Oh, oh, I knew it. Here we go again:
‘Two hours after feeding mice a single modest dose of resveratrol the scientists induced a blood clot or ischemic stroke by essentially cutting off blood supply to the animals’ brains.’
My eyes glaze over. Mice.
Can someone – anyone – please enlighten me about what inducing a stroke artificially in mice has got to do with naturally occurring strokes in humans.
There are enormous and obvious anatomical, physiological, and behavioural differences between mice and men (or women) so that such experiments – if the object is to discover something useful to the human race – are pointless and a waste of time.
To put it another way, I challenge – not for the first time – anyone who does these sorts of experiments to answer this simple question: what is the scientific basis for believing that the results of experiments on animals can be extrapolated to humans?

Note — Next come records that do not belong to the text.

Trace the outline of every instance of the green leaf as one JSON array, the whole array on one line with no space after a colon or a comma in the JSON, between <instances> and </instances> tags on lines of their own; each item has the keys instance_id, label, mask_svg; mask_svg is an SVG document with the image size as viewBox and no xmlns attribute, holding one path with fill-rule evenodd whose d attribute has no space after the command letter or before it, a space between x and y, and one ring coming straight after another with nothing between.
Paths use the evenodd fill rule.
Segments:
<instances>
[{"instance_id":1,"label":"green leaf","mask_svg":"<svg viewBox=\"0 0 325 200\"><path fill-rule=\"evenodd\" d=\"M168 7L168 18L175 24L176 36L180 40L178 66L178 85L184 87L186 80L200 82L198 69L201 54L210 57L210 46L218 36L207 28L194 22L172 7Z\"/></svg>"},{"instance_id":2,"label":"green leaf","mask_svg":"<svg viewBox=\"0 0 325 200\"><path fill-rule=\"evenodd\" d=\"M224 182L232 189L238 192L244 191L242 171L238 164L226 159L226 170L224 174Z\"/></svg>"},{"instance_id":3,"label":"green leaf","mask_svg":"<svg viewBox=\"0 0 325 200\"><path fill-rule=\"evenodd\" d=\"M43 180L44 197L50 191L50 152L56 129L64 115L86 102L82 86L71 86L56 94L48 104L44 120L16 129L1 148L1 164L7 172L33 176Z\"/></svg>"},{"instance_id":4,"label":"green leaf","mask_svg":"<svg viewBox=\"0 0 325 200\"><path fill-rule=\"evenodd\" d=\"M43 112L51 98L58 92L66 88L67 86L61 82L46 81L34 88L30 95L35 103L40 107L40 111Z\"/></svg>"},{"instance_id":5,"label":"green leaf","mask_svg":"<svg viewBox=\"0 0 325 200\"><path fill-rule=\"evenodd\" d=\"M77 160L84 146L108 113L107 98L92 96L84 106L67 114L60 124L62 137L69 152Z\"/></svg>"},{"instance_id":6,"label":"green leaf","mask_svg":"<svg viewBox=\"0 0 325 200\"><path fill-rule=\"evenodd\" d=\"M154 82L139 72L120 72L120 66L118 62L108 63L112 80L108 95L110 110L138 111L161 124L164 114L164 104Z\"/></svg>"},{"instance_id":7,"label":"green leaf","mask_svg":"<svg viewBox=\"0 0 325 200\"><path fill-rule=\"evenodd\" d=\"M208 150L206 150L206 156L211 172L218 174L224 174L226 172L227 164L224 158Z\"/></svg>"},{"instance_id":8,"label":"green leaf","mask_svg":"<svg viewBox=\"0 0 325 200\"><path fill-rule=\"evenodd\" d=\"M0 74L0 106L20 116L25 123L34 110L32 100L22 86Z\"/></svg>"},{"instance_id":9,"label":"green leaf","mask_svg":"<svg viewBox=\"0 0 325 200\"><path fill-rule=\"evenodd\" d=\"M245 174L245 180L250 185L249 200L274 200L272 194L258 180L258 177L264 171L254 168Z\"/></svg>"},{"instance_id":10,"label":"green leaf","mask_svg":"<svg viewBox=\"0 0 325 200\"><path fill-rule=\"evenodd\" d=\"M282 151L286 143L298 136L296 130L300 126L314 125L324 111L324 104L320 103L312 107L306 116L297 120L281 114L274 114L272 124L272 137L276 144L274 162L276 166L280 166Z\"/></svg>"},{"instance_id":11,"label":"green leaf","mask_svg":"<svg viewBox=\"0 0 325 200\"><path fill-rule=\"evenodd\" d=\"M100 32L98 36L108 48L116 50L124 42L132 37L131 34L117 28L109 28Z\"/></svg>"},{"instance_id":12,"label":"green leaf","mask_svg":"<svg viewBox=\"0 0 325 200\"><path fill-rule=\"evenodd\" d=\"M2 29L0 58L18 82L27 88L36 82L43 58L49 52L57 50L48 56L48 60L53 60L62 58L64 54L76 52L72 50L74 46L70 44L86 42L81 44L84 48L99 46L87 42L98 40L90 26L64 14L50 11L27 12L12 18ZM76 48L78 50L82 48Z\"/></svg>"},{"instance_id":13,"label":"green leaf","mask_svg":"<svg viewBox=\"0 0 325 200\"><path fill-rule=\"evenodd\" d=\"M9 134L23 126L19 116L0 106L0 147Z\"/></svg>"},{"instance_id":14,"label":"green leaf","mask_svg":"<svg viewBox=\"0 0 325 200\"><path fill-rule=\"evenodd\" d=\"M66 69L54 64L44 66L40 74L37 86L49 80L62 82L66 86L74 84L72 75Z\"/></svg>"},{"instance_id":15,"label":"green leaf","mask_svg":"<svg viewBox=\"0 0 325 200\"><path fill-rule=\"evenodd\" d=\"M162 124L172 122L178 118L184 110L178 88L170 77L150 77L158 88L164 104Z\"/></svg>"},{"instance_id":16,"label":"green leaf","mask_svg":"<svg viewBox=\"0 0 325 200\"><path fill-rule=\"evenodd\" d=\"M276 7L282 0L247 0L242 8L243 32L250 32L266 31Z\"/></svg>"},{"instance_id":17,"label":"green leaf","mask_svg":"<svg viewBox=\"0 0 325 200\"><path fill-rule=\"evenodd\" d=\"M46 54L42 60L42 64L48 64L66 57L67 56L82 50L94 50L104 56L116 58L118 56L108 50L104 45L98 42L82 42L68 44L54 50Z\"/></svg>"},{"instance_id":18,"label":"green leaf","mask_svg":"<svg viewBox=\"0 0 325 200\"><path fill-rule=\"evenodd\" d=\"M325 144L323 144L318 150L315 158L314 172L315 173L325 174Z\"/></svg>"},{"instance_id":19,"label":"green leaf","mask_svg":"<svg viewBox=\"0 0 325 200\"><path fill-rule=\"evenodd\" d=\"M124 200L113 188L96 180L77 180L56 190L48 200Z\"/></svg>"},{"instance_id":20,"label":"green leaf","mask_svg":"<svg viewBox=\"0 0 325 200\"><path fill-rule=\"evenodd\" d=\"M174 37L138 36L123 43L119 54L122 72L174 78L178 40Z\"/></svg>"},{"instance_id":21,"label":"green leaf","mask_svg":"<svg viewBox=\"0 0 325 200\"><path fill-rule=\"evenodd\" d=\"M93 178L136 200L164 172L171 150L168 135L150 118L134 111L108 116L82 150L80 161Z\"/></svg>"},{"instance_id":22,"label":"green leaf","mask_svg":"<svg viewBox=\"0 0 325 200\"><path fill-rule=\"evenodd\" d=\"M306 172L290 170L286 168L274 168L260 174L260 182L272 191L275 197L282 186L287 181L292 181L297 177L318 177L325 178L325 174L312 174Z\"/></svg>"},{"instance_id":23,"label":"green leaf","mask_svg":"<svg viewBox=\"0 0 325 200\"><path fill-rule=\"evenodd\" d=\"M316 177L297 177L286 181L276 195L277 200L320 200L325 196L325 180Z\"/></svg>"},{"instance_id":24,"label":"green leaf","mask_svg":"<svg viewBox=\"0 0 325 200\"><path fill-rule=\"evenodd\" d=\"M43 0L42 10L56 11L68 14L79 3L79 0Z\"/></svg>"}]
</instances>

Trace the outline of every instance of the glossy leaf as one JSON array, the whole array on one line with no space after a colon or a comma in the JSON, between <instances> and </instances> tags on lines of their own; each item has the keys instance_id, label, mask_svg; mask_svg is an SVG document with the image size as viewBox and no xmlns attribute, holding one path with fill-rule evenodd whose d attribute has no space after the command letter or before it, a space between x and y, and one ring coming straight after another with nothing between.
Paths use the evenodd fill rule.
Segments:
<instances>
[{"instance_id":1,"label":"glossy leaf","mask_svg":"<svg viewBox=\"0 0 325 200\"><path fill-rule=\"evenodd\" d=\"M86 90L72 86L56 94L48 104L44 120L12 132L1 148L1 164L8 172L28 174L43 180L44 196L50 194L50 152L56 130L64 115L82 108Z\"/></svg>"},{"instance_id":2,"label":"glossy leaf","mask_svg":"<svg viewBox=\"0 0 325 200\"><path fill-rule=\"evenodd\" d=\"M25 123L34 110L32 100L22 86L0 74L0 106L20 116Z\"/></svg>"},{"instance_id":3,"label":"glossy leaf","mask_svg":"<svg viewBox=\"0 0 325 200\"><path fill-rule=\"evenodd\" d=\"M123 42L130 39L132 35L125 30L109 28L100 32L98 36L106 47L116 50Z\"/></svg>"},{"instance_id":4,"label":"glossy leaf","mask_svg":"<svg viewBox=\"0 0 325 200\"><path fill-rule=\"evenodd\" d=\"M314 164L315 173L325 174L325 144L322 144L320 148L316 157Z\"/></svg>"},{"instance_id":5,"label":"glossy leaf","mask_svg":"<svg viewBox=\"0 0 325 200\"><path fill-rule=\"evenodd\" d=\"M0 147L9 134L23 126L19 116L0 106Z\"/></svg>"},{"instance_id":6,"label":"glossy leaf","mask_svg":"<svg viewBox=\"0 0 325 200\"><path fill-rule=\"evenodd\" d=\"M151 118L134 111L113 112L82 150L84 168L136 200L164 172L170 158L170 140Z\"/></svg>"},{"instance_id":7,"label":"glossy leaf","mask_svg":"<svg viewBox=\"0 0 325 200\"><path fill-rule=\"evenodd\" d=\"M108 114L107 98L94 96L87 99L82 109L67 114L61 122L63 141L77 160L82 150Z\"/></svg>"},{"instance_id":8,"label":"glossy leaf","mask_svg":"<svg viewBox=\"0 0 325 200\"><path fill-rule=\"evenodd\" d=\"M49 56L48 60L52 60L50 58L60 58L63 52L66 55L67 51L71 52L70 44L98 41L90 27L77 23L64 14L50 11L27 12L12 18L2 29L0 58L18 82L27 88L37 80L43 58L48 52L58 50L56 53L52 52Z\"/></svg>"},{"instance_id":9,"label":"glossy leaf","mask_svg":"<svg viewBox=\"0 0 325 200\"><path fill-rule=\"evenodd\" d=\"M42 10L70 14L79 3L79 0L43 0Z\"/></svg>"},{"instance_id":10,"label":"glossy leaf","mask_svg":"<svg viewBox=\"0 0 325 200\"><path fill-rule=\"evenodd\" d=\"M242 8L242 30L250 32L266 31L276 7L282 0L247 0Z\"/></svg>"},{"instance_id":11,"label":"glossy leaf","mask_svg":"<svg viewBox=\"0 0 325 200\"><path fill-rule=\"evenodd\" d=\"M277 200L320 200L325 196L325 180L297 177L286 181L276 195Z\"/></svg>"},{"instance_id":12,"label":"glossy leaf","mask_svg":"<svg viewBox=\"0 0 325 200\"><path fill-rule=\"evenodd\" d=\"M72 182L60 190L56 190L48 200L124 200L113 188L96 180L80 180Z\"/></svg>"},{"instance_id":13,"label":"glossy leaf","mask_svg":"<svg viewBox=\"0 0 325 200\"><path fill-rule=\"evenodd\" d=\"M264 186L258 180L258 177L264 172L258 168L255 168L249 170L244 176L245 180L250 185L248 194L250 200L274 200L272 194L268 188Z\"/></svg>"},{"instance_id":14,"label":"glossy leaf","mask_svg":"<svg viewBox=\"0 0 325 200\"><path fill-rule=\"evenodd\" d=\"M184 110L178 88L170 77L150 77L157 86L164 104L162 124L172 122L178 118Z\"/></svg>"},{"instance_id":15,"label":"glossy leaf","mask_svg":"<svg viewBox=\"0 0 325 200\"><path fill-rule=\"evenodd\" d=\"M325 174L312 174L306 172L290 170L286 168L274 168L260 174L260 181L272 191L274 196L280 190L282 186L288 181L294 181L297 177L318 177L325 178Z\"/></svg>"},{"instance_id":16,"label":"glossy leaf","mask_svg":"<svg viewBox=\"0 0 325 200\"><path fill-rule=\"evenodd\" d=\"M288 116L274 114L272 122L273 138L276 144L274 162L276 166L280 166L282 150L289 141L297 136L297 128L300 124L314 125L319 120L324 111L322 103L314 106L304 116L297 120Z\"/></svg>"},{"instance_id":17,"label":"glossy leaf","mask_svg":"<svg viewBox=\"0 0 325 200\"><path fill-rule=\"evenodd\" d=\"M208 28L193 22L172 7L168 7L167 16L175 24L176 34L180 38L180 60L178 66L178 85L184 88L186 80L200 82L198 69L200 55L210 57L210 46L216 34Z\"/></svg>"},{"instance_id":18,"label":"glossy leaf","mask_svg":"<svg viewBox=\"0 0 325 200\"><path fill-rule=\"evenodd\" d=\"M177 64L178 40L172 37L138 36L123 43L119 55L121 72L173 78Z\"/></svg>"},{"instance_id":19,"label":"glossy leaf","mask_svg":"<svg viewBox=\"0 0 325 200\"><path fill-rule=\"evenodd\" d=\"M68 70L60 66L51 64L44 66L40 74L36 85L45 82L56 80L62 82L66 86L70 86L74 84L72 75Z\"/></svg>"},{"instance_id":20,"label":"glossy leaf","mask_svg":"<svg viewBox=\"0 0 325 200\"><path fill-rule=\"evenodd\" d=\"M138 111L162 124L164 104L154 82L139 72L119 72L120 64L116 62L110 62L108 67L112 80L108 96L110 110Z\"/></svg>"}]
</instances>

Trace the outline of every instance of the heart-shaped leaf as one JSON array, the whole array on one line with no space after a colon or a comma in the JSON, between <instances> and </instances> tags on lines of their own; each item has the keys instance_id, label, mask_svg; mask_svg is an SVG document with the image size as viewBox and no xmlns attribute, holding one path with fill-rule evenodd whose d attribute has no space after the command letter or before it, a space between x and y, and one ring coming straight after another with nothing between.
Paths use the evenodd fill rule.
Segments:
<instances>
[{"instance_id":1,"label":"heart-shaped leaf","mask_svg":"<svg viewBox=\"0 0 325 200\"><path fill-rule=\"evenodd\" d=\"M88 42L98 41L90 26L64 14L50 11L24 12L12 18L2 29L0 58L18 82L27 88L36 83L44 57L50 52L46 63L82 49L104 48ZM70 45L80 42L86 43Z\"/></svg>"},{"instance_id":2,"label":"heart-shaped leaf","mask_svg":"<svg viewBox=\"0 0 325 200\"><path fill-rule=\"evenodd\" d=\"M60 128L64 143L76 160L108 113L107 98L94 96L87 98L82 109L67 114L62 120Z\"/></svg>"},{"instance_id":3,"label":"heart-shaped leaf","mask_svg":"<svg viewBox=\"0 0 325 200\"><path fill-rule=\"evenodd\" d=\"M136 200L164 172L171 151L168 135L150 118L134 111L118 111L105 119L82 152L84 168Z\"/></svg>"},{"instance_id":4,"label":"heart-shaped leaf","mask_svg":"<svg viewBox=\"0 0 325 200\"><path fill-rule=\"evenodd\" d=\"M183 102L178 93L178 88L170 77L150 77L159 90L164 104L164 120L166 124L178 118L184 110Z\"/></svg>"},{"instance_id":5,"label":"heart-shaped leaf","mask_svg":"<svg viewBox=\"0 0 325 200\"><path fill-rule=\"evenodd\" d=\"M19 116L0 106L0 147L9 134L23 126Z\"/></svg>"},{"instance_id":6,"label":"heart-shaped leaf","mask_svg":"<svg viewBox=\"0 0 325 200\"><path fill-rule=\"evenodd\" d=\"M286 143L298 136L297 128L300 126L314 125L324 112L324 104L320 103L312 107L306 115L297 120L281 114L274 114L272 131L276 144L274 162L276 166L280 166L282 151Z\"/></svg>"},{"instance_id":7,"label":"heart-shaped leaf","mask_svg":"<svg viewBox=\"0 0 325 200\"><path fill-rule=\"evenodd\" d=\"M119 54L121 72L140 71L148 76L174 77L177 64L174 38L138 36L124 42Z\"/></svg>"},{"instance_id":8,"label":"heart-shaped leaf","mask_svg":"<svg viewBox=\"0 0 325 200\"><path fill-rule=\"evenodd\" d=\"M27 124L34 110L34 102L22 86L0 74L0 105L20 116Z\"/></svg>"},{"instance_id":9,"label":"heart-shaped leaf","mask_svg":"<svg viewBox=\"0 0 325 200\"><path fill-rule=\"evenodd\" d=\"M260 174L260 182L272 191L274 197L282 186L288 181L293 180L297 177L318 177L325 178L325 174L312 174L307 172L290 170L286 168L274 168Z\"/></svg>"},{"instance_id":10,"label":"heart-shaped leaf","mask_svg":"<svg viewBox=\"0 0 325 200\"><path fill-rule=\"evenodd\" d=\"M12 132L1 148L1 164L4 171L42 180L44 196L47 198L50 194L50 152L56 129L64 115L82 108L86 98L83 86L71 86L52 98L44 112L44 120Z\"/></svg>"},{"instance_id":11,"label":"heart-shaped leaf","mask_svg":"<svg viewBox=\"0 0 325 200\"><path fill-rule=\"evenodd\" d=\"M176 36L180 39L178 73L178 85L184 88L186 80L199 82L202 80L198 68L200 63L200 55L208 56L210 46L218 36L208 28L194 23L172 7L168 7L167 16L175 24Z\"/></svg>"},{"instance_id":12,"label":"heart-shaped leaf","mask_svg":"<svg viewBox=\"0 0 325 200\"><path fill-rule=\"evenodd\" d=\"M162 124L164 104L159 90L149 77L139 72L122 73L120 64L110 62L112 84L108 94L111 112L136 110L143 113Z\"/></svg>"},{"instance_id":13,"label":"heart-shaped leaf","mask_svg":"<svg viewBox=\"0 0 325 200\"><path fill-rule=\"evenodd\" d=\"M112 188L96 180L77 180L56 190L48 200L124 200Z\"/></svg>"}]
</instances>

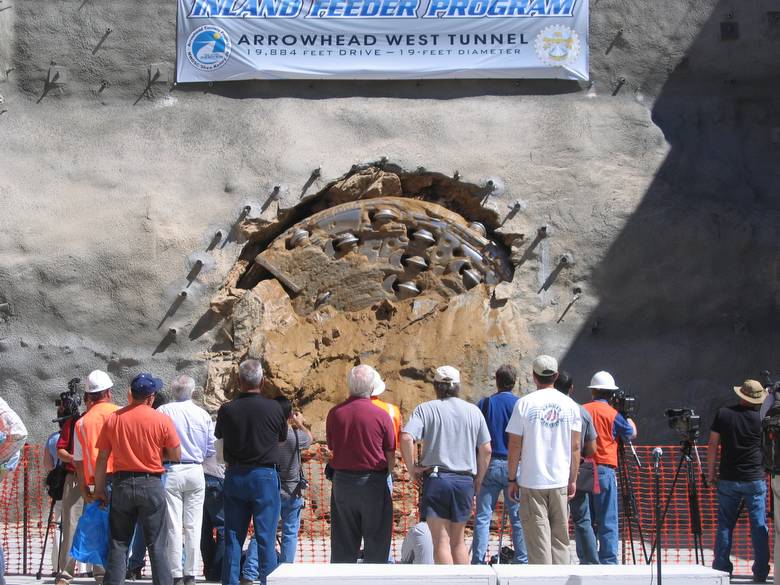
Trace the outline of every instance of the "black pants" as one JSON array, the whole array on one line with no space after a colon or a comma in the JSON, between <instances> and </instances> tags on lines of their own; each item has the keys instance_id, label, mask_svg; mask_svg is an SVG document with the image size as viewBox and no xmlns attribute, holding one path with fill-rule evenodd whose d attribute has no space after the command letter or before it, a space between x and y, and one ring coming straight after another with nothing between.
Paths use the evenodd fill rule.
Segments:
<instances>
[{"instance_id":1,"label":"black pants","mask_svg":"<svg viewBox=\"0 0 780 585\"><path fill-rule=\"evenodd\" d=\"M387 473L336 471L330 496L330 562L385 564L393 537L393 500Z\"/></svg>"},{"instance_id":2,"label":"black pants","mask_svg":"<svg viewBox=\"0 0 780 585\"><path fill-rule=\"evenodd\" d=\"M203 502L203 527L200 552L206 581L222 580L222 558L225 556L224 480L206 475L206 499ZM216 539L214 532L216 531Z\"/></svg>"},{"instance_id":3,"label":"black pants","mask_svg":"<svg viewBox=\"0 0 780 585\"><path fill-rule=\"evenodd\" d=\"M104 585L122 585L127 572L127 549L136 521L141 522L149 550L154 585L172 585L166 555L165 490L159 477L125 477L114 474L108 523L111 541Z\"/></svg>"}]
</instances>

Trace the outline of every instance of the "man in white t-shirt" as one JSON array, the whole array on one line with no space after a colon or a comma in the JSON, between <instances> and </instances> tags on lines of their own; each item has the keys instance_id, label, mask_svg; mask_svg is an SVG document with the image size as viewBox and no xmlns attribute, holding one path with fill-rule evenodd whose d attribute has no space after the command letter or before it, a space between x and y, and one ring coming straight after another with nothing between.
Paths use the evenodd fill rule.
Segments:
<instances>
[{"instance_id":1,"label":"man in white t-shirt","mask_svg":"<svg viewBox=\"0 0 780 585\"><path fill-rule=\"evenodd\" d=\"M582 417L577 403L555 389L557 377L557 360L537 357L537 390L517 401L506 427L509 497L520 502L528 562L534 565L570 562L568 501L576 491Z\"/></svg>"}]
</instances>

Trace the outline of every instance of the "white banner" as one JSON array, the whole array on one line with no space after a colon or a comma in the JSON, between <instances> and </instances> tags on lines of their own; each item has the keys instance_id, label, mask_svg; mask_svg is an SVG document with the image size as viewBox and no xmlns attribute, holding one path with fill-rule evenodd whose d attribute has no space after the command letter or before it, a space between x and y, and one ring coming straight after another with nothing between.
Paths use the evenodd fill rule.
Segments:
<instances>
[{"instance_id":1,"label":"white banner","mask_svg":"<svg viewBox=\"0 0 780 585\"><path fill-rule=\"evenodd\" d=\"M588 80L588 0L179 0L176 78Z\"/></svg>"}]
</instances>

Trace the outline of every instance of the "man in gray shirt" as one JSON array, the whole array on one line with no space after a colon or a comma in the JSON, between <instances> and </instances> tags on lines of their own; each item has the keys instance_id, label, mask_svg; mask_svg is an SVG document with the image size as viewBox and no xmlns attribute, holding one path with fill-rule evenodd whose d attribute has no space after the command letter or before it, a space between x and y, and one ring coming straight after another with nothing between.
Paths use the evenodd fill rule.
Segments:
<instances>
[{"instance_id":1,"label":"man in gray shirt","mask_svg":"<svg viewBox=\"0 0 780 585\"><path fill-rule=\"evenodd\" d=\"M574 390L574 380L568 372L558 373L558 379L555 381L556 390L569 396ZM594 473L595 463L588 458L596 452L596 427L593 426L593 418L590 413L580 404L580 414L582 415L582 431L580 432L580 452L585 458L580 463L580 475L585 473ZM595 472L598 473L598 472ZM598 485L598 475L595 475L595 485ZM577 482L579 483L579 481ZM574 498L569 502L571 510L571 519L574 524L574 542L577 544L577 558L581 565L598 565L599 554L596 546L596 535L593 532L593 525L590 521L590 492L577 488Z\"/></svg>"},{"instance_id":2,"label":"man in gray shirt","mask_svg":"<svg viewBox=\"0 0 780 585\"><path fill-rule=\"evenodd\" d=\"M467 565L463 534L490 461L490 432L479 408L458 398L458 370L437 368L433 388L436 400L415 408L404 427L401 454L412 481L422 480L420 517L431 531L434 560ZM415 441L423 443L419 464Z\"/></svg>"}]
</instances>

There is none.
It has been estimated that in no more that 50% of animals experiments are the results useful in predicting what will happen in humans. In other words, you may just as well toss a coin. Apparently, pre-feeding resveratrol results in less brain damage in induced strokes in mice. Does this mean it will apply to strokes occurring in humans? We don’t know. Suppose pre-feeding resveratrol to mice resulted in the same amount or more brain damage in induced strokes in mice. Would this mean the same would apply in humans? We don’t know.
Significantly, Professor Sylvain Doré at the Johns Hopkins University School of Medicine in Baltimore who conducted these stupid experiments, has not tested resveratrol in clinical trials. Clinical trials are the only way one can find out whether resveratrol is useful or not in limiting brain damage following strokes in humans.
Furthermore, it should be noted that: ‘The scientists induced a…stroke by…cutting off [the] blood supply to the animals’ brains.’
Charming. Mice are sentient beings. What right does Professor Doré, or anyone else, have to cause pain and suffering in these creatures?
It is no wonder that such experiments have been called crude, cruel, and useless.